Après avoir longuement tergiversé, je jetai mon dévolu sur un petit canard que je prénommai Gédéon, comme le héros des livres de Benjamin Rabier.
Très vite, j’éprouvai pour lui une véritable passion. Vingt fois par jour, je lui rendais visite, munie de bouts de pain, de biscuit, de brioche qui lui étaient exclusivement destinés. Je chassais tous les autres s’ils voulaient y toucher ! Aussi, dès que mon caneton m’apercevait de loin, se précipitait-il vers moi en cancanant. Ce que j’interprétais comme un signe d’affection...
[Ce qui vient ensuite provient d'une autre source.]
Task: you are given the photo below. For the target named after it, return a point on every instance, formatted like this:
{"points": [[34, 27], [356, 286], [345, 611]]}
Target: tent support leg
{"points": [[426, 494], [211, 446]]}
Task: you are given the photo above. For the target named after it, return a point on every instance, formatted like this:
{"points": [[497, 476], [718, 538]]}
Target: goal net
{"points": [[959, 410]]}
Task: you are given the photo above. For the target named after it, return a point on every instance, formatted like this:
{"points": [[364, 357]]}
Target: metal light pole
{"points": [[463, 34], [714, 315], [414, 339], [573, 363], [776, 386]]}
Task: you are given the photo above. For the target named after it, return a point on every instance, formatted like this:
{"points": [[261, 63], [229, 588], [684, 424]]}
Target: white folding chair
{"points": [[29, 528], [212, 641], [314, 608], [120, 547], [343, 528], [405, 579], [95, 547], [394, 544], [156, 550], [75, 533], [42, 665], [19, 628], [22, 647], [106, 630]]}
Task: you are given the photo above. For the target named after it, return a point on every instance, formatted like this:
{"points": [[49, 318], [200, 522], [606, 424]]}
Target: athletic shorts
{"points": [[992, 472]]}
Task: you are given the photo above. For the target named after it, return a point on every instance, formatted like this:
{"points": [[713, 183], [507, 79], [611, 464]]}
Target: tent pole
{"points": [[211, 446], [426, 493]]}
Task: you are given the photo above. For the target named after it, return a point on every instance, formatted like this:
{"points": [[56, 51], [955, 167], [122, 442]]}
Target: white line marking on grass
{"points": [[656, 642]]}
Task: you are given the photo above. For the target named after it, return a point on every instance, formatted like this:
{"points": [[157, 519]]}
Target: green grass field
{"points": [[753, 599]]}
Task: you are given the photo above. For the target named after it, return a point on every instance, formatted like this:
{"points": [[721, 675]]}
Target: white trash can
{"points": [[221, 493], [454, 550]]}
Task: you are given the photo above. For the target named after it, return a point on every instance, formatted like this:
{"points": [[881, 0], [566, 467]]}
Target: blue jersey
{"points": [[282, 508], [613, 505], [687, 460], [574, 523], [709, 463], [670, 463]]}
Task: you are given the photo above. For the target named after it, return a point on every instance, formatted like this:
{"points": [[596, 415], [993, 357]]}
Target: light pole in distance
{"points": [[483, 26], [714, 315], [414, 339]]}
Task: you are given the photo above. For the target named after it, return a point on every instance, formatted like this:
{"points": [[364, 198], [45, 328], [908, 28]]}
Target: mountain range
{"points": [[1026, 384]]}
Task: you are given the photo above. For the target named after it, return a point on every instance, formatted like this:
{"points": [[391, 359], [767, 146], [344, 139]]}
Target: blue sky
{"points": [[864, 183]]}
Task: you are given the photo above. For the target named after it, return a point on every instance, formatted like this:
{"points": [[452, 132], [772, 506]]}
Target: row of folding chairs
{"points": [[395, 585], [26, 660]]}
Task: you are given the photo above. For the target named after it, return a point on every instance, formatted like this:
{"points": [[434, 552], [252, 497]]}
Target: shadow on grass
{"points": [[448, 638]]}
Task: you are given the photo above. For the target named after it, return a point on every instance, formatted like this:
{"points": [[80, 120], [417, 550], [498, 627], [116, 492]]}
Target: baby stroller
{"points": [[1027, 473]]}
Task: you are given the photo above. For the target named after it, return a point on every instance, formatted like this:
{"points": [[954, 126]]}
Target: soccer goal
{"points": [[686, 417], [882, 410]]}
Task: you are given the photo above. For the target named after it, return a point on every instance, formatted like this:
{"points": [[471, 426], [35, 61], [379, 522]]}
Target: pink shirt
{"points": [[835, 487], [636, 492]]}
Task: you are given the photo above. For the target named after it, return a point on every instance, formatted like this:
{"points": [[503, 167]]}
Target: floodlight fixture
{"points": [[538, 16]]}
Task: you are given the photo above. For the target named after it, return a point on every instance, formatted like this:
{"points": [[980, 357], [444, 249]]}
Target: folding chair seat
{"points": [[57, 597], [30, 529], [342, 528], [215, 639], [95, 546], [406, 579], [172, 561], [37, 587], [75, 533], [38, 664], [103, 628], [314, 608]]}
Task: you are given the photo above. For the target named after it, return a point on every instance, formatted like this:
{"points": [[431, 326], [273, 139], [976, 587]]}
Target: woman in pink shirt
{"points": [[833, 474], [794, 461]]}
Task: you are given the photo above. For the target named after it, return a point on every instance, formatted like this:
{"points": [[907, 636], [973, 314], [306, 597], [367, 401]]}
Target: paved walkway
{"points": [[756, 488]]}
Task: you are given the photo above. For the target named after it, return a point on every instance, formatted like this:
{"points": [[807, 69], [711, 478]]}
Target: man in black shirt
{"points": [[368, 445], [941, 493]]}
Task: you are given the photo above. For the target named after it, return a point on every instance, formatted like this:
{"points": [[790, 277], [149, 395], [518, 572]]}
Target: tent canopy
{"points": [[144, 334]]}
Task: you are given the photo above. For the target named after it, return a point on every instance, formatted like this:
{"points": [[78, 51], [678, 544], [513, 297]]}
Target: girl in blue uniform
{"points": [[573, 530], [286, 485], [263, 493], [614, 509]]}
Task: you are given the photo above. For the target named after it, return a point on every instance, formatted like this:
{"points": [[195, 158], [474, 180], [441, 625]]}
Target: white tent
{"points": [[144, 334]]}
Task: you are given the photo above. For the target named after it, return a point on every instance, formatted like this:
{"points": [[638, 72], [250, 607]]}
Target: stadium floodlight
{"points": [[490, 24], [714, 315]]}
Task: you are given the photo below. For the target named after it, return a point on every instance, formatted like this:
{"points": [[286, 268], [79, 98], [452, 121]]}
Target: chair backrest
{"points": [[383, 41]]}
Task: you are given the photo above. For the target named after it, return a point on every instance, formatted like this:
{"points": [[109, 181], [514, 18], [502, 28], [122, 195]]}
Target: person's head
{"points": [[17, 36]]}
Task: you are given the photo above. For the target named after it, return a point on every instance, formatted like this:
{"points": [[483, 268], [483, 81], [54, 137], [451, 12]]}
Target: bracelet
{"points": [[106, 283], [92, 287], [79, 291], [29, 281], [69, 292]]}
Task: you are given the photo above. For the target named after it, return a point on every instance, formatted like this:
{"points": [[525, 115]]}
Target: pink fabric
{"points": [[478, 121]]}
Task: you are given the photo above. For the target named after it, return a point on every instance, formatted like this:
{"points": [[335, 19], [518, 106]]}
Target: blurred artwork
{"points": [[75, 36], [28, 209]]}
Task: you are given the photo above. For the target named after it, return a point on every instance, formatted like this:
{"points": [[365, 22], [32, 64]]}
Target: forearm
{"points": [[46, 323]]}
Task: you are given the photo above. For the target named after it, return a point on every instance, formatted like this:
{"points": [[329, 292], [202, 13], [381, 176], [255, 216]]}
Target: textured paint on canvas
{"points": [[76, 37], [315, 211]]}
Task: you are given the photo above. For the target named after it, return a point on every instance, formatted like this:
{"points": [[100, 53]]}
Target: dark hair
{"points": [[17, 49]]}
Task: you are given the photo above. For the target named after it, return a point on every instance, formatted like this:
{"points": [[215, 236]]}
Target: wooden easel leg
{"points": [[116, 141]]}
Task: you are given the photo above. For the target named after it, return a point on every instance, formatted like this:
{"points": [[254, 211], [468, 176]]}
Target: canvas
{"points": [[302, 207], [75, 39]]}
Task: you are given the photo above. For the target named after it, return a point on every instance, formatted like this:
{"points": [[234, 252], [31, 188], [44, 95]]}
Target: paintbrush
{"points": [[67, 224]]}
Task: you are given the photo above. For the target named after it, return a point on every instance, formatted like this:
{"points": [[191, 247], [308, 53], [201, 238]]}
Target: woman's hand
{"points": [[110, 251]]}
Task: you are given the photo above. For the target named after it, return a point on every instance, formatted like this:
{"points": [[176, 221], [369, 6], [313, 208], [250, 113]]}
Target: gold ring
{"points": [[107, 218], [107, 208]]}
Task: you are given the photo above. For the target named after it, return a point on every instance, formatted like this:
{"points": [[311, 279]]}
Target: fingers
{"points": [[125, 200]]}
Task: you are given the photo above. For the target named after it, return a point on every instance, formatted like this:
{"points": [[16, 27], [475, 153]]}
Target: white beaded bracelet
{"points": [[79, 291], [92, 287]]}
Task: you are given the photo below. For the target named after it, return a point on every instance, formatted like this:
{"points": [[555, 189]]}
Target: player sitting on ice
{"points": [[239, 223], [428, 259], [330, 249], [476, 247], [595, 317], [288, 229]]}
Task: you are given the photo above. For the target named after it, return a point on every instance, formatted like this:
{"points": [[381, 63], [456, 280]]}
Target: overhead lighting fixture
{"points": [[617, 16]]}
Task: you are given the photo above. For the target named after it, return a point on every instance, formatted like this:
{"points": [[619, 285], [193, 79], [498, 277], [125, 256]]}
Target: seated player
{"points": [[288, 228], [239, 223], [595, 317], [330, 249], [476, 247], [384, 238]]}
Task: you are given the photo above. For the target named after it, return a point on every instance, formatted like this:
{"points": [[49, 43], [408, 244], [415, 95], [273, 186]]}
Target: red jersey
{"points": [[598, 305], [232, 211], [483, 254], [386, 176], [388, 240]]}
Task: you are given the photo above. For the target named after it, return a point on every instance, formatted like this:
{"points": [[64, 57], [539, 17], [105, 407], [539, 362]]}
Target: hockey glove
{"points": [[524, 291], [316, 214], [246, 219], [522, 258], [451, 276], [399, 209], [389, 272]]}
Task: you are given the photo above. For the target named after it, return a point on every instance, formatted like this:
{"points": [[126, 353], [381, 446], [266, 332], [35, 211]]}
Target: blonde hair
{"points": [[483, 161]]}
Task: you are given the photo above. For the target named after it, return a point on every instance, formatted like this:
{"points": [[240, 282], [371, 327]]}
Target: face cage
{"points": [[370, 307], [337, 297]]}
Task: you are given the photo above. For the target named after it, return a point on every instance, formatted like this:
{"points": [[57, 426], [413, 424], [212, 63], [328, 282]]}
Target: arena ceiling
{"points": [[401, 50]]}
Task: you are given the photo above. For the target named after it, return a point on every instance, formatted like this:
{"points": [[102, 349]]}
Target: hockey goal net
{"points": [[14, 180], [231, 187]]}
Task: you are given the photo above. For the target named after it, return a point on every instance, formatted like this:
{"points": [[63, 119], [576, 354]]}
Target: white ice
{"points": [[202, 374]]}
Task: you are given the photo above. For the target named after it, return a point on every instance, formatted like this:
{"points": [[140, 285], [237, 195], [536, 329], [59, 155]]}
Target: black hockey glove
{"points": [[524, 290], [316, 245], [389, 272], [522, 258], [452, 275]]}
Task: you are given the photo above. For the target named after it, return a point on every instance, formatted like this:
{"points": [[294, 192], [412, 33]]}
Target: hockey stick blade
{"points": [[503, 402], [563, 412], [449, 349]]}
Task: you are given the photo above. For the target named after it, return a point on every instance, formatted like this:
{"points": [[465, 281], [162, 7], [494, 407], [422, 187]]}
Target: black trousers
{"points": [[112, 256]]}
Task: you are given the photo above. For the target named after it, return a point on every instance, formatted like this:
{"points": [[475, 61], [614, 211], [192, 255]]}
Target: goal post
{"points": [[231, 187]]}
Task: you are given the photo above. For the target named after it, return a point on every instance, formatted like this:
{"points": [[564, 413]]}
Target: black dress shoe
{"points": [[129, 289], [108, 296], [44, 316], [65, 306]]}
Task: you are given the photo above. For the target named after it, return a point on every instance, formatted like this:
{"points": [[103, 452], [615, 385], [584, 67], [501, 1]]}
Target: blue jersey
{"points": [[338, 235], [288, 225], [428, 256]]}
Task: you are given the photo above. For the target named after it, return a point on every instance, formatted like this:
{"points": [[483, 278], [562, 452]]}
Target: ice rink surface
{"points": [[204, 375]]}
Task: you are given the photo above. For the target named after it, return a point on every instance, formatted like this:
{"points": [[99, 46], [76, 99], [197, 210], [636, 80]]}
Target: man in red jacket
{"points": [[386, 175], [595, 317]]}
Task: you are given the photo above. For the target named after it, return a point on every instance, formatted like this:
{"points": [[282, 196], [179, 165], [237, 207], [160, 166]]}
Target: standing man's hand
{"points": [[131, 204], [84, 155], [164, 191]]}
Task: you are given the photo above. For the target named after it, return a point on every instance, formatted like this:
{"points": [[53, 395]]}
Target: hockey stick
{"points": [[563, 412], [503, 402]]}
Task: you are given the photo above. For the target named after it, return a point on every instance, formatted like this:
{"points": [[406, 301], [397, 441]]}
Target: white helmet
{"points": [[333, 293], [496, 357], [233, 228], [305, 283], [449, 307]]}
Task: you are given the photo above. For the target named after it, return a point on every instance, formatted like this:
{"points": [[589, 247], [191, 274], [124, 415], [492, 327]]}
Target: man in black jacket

—Il m’aime plus que sa maman, affirmais-je à Léon, qui ne me contredisait jamais.
Hélas, mon séjour touchait à sa fin, et vint l’heure de la séparation. Je pleurai en quittant Gédéon, et fis mille recommandations à mon cousin, qui promit tout ce que je voulus. Oui, il vieillerait sur lui, oui, il le gâterait, oui, il lui parlerait de moi, oui, il me donnerait régulièrement de ses nouvelles...
Il n’en fit rien, bien entendu. Et aux vacances suivantes, mon premier soin fut de courir voir Gédéon.
Il avait disparu.
Léon, pressé de questions, finit par m’avouer que, peu de temps après mon départ, il était passé à la broche.
— Forcément, c’était lui le plus gros, précisa-t-il. Avec tout ce que tu lui donnais à manger...
Ainsi appris-je avec effroi que l’amour le plus pur peut être meurtrier. Ce fut une grande leçon de vie, je trouve !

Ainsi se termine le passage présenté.